Random vectors \(X_1, X_2, ...\)converge in distribution to the random vector \(X\) if for all \(f \in \underbrace{\mathcal{C}_b}\) (continuous and bounded) \[
\Er[ f(X_n) ] \to \Er[f(X)]
\] denoted by \(X_n \indist X\)
Relation to Convergence in Probability
Theorem 1.4
If \(X_n \indist X\), then \(X_n = O_p(1)\)
If \(c\) is a constant, then \(X_n \inprob c\) iff \(X_n \indist c\)
If \(Y_n \inprob c\) and \(X_n \indist X\), then \((Y_n, X_n) \indist (c, X)\)
If \(X_n \inprob X\), then \(X_n \indist X\)
Slutsky’s Lemma
Theorem 1.5 (Generalized Slutsky’s Lemma)
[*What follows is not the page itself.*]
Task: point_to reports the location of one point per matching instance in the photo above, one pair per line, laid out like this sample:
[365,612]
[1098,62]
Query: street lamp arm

If \(Y_n \inprob c\), \(X_n \indist X\), and \(g\) is continuous, then \[
g(Y_n, X_n) \indist g(c,X)
\]
Implies:
\(Y_n + X_n \indist c + X\)
\(Y_n X_n \indist c X\)
\(X_n/Y_n \indist X/c\)
Central Limit Theorem
Levy’s Continuity Theorem
Lemma 2.1 (Levy’s Continuity Theorem)
\(X_n \indist X\) iff \(\Er[e^{i t'X_n} ] \to \Er[e^{i t' X} ]\) for all \(t \in \R^d\)
For \(X_n, X \in \R^d\), \(X_n \indist X\) iff \(t' X_n \indist t' X\) for all \(t \in \R^d\)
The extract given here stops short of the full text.